第87話 4階の研究室

~~これは、地球が爽やかさを取り戻した勇敢な人達の記憶である~~




「ほらっ!アッツ、起きてよ……起きなさいってば!《ゴン!🤛》」

「痛ってーーえ?……あれ?……俺、何かしたか?」

「起きた?アッツ!」

「お、おおー…………ところでマナ?何、今の拳骨?」

「さっきの返しよ!……そんな細かいこと気にしないで、さっさと付いて来て!」


「へーーい……マナさま~」



 とりあえず、みんなを引き連れて夏野なつのキャップのところに向かうことにしたの!

 

 とは言っても、校長室こそ離れているけど、地温研の部室も夏野キャップの研究室もすべてこの虹ノ森高校の4階にあるのよね。


 校長先生とシーセンセは、校長室から引っ張って来たけど、部室で寝ていたアッツを起こした時に、「どこ行くの?」って、ミー先輩が聞いて来たので、面倒くさいから一緒に連れて来ちゃった!

 まあ、夏野キャップには、上手いこと言って誤魔化すから大丈夫!




・・・・・・・・・・・・・・・・・・・・・・・・


 コンコンコン!


「夏野キャップいますか~?」


「おう!マナちゃんか…………それにみんなも、まあ、入ってくれ」


「おじゃましま~す!…………キャップ、ちょっと相談したいことがあって……」


「んー。

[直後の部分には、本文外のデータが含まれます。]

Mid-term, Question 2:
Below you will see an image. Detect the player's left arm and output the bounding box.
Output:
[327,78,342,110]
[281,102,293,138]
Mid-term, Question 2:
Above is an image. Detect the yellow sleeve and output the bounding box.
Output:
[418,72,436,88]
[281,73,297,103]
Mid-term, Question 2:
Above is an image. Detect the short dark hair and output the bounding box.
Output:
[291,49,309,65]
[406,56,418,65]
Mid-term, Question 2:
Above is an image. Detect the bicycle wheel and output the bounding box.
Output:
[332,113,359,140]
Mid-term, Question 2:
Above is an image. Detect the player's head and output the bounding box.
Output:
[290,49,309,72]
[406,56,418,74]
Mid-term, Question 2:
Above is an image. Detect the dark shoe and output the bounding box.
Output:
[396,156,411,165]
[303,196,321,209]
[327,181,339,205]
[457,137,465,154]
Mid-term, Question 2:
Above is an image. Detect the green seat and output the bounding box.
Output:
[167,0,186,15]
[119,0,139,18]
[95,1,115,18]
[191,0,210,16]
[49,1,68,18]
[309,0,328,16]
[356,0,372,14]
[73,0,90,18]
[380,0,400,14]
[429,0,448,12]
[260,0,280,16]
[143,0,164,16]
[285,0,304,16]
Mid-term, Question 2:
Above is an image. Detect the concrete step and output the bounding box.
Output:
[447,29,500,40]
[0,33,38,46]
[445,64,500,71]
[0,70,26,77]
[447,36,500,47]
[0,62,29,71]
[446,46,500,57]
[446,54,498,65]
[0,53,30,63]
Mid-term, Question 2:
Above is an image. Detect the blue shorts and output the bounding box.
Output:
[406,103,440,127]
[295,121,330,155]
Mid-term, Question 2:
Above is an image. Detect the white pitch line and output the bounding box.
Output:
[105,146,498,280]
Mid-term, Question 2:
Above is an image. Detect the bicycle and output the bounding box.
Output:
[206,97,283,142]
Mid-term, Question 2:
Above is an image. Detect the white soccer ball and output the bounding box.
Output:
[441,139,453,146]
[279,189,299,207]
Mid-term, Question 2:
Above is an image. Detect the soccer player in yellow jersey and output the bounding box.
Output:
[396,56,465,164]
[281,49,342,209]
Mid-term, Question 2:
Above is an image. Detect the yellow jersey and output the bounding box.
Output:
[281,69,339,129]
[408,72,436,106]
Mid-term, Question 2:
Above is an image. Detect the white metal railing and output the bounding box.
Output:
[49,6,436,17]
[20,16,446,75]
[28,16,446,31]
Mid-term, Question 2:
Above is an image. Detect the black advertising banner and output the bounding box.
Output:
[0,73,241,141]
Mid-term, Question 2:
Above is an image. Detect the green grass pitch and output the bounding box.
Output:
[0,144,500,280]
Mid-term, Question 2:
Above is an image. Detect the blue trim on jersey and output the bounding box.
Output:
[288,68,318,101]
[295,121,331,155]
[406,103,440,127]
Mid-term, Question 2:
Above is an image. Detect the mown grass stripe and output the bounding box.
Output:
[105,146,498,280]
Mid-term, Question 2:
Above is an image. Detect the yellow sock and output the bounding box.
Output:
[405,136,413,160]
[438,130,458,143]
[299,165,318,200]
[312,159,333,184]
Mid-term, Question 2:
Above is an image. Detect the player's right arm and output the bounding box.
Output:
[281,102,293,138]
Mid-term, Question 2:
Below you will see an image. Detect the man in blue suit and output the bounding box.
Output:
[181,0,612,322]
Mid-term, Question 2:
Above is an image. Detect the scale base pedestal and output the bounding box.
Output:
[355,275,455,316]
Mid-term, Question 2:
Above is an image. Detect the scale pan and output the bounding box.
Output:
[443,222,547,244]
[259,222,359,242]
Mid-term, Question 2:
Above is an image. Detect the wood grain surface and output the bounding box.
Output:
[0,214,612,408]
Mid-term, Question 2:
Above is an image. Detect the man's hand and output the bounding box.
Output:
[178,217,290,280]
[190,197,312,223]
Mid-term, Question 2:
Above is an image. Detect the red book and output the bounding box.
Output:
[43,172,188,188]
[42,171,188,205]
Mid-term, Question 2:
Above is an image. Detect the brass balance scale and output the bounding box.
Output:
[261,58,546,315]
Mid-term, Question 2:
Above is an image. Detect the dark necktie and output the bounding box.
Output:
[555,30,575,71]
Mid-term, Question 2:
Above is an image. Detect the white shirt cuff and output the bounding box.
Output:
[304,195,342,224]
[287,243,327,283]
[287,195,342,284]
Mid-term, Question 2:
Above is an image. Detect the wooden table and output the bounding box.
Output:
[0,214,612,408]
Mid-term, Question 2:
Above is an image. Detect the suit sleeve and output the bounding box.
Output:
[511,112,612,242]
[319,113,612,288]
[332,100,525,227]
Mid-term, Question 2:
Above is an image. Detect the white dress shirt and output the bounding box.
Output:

実は、僕も君達に相談……と、言うか……お願いと言うか……協力してほしいことがあってな…………」



 おや?夏野キャップも何かあるんだ!……こりゃ、先にそっちの話を聞いた方が、いいような気がして来たぞ。うまくいけば、こっちから相談のお願いしなくても、上手くいい考えがもらえるかもしれないし……。


「それじゃあ、キャップの話を聞きますよ……丁度みんなを連れて来たんだから、いいでしょ!」


「よし、それじゃあ、隣の大ホールに行こう!……あそこで、ちょっと説明したいことがあるんだ!」








・・・・・・・・・・・・・・・・・・・・・・・・・・・・・・・・・・・


「うしょおおーーー!やっぱり、この部屋は凄いや…………壁一面のモニターに世界各地の気象情報が映し出されてるもんな」


 まったく、アッツは子どもみたいに燥いじゃって!どうして、男の子って、こんな秘密基地みたいのが好きなのかしらね!

 あたしなら、もうちょっと飾り付けとかして、可愛いお部屋を作るのにな……


 ま、そっか……この部屋をデザインしたのが、夏野キャップだし、お金を出したのがあっちょんだからな……秘密基地になるのは、仕方ないのかなあ。



「ところで、夏野所長……お話って、いったいなんですか?」



 おや、ミー先輩が食いついてきたぞ!さっきまで、黙ってPCの画面と睨めっこしていたのに…………ただ、相変わらず沈着冷静なんだよね~…………その笑み一つない冷たい話し方もいいんだなあ~




「そうだな!…………実は、“氷の結晶”の必要個数が満たされたんだ!」


「え?どういうことですか?所長!」


 真っ先に、椅子から立ち上がり、反応を見せたのが、ミー先輩だった。あの冷静な上杉南中子うえすぎ みなこの普段からは、考えられないような反応だった。




「うん、だから…………これで、地球を冷やす道具が手に入ったということなんだ!」


「じ、じゃあ…………これで、地球は冷えるんですね!」


 久しぶりに笑顔を見たような気がした。ミー先輩が、あんなに嬉しそうな顔をするなんて、よっぽど嬉しいのかなあ。